A spring-gun projects a small rock from the ground with speed $v_0$ at an angle $\theta_0$ above the ground. You have been asked to determine $v_0$. From the way the spring-gun is constructed, you know that to a good approximation $v_0$ is independent of the launch angle. You go to a level, open field, select a launch angle, and measure the horizontal distance the rock travels. You use $g=9.80\,\frac{\mathrm m}{\mathrm s^2}$ and ignore the small height of the end of the spring-gun's barrel above the ground. Since your measurement includes some uncertainty in values measured for the launch angle and for the horizontal range, you repeat the measurement for several launch angles and obtain the results given in [the attached plot]. Ignore air resistance.
(a) Select a way to represent the data well as a straight line.
(b) Use the slope of the best straight-line fit to your data from part (a) to calculate $v_0$.
(c) When the launch angle is $36.9^\circ$, what maximum height above the ground does the rock reach?

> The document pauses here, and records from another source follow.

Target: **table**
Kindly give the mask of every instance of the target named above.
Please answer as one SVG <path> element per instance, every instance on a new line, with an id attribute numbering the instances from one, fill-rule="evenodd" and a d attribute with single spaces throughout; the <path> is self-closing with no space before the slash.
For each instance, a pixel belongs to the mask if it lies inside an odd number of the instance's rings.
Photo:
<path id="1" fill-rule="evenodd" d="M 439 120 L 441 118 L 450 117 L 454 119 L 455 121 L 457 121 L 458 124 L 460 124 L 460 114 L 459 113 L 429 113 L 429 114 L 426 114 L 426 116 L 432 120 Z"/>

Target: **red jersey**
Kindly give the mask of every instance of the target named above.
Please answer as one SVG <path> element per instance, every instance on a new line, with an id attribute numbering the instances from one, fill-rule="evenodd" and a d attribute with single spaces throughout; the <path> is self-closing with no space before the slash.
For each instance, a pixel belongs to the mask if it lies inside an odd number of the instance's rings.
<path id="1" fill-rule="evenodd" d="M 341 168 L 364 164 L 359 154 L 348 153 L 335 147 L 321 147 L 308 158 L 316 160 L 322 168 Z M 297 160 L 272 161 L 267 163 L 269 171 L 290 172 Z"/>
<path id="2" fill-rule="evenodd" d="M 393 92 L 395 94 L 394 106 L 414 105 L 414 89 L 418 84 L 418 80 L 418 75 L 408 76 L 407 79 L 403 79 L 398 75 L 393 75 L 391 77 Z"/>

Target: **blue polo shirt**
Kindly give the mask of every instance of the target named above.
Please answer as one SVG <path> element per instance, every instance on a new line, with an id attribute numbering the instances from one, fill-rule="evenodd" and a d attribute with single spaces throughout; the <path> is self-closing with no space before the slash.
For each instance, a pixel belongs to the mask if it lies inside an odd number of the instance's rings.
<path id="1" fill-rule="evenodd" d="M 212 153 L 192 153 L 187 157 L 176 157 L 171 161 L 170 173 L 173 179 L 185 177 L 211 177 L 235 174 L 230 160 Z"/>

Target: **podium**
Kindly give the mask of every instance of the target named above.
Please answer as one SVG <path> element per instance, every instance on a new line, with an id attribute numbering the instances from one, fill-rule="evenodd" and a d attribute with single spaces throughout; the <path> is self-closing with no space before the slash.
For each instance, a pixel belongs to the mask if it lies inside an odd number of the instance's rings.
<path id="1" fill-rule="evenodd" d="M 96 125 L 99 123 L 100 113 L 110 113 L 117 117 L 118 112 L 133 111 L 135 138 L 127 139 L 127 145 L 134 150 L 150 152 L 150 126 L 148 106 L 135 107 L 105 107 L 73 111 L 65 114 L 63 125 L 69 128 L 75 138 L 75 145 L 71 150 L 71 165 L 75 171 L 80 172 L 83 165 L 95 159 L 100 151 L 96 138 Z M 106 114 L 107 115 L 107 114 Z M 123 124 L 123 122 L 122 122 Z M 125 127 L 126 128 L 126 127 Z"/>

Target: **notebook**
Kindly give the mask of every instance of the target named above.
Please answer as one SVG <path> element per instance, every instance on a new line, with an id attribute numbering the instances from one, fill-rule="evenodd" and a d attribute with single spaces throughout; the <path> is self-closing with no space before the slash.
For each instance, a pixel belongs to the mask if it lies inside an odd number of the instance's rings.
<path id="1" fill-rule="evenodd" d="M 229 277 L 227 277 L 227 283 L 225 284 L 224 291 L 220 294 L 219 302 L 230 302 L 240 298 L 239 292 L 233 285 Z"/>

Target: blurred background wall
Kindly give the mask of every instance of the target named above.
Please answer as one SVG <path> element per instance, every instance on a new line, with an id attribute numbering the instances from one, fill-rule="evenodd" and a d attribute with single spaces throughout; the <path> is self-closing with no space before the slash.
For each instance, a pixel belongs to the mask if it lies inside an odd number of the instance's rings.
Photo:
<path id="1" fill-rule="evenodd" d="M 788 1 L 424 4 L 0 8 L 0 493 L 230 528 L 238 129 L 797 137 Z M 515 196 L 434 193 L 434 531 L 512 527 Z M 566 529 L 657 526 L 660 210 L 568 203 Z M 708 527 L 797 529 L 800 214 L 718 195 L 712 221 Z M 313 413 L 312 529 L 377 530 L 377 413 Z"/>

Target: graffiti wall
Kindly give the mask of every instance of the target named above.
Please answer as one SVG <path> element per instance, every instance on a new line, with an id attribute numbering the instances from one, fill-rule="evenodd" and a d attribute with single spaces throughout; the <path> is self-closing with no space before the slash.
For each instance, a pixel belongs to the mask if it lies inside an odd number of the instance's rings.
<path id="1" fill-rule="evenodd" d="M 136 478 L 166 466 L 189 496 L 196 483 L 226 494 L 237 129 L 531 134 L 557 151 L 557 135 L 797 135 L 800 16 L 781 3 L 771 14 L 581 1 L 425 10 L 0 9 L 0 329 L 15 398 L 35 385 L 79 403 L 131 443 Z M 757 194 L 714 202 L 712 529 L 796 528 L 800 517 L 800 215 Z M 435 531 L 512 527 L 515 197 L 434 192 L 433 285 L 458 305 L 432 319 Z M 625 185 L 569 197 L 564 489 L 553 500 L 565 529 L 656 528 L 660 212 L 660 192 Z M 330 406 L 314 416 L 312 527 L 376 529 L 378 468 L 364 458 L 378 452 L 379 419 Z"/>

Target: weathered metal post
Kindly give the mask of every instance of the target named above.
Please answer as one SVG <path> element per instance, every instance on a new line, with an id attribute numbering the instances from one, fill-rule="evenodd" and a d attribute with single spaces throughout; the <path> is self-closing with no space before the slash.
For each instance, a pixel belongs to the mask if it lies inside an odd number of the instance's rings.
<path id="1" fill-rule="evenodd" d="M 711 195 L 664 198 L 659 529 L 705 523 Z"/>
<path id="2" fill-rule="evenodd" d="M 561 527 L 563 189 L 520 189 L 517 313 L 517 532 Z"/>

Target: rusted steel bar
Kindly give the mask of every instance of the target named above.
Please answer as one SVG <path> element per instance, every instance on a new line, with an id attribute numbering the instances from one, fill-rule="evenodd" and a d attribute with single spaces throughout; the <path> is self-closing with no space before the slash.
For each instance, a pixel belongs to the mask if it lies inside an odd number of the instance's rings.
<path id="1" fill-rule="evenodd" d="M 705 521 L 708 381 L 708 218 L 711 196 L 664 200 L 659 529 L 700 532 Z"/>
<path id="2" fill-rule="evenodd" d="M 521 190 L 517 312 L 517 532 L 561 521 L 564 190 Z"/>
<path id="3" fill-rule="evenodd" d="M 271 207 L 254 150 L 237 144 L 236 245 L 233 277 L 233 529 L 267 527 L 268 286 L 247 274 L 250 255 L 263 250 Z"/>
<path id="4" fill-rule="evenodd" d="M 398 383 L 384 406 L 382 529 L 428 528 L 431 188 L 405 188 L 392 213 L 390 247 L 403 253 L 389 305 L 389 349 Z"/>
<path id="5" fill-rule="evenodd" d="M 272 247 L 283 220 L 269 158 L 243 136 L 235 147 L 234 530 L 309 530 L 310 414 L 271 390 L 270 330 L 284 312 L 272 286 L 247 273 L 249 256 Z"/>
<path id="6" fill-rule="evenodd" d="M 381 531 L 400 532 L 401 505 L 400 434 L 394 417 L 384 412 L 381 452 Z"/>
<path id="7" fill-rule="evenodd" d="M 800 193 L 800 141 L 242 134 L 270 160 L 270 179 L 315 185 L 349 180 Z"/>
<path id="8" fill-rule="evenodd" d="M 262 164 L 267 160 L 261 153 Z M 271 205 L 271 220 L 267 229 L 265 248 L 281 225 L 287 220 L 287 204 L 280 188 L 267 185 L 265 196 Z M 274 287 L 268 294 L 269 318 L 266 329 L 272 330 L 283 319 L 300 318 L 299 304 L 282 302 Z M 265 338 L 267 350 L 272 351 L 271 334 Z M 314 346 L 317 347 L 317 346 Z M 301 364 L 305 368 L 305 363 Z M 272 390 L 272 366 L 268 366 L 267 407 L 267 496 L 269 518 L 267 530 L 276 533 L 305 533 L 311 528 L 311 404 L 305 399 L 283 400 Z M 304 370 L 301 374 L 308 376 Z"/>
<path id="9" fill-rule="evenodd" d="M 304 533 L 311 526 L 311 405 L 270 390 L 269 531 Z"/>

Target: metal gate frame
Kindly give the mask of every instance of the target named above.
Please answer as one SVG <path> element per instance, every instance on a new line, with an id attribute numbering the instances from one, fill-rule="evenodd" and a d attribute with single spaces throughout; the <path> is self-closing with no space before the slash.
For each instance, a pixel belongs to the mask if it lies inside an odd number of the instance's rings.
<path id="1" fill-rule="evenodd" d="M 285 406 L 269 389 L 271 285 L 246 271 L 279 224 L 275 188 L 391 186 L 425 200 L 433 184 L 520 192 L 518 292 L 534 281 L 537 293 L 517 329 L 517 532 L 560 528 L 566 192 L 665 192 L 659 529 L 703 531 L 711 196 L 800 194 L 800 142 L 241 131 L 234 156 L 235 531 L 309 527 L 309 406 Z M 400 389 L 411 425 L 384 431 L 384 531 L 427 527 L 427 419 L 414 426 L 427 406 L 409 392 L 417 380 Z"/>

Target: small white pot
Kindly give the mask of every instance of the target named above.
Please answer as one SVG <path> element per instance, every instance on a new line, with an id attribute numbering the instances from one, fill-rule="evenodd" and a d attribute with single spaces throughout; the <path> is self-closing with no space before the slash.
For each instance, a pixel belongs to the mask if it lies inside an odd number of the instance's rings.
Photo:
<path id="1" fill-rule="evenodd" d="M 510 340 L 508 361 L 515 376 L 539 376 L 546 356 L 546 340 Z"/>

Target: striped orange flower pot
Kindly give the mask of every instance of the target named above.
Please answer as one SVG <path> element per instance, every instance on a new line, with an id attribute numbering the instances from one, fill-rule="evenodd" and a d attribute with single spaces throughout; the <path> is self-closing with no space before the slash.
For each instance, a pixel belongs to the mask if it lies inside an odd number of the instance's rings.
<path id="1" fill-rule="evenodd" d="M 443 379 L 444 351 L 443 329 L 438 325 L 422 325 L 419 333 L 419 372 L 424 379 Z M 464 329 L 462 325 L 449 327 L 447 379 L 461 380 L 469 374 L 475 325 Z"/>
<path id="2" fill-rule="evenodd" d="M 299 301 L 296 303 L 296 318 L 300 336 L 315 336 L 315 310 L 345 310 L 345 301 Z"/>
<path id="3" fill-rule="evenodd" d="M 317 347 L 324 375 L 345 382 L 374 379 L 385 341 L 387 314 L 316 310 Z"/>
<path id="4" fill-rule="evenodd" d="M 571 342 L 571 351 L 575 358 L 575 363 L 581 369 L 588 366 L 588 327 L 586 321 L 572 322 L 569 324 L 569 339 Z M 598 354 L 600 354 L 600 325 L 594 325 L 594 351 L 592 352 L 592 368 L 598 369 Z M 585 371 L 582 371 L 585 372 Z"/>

Part (a): I've computed as a least-squares linear fit for the data
$$x(\theta)=9.34\,\mathrm m+\left(0.002\,\frac{\mathrm m}{\mathrm{deg}}\right)\theta$$
but on its own, this doesn't seem very useful because (1) the relationship between the distance $x$ and the launch angle $\theta$ clearly doesn't look linear (in fact we know that $x=\frac{{v_0}^2\sin2\theta}g$), and (2) I don't see how I could possibly get information about $v_0$ from this model.
So what is the linear relationship I should be looking for?
Edit to Part (a)
Taking the suggestion from the comment/answer, I've plotted $x$ with respect to $s=\sin2\theta$:
where the equation of the line is
$$x(s)=0.147\,\mathrm m+(10.9\,\mathrm m)s$$
Part (b):
The coefficient of $s$ above gives the line's slope, and comparing this to the coefficient we expect for $\sin2\theta$, I solve for $v_0$:
$$\frac{{v_0}^2}g=10.9\,\mathrm m\implies v_0=10.3\,\frac{\mathrm m}{\mathrm s}$$
Part (c): Using the answer from part (b), I find the maximum height via
$$-(v_0\sin36.9^\circ)^2=-2gy_{\rm max}\implies y_{\rm max}=1.96\,\mathrm m$$
To summarize, my questions are
What's going on in part (a)? That is, what kind of answer is most likely expected? (Alas, my textbook only offers solutions for even-numbered exercises.)
Are the solutions for parts (b) and (c) reasonable?
Best Answer
Try defining a new parameter, S, where S = sin(2θ). Now the data looks like a straight line function of S.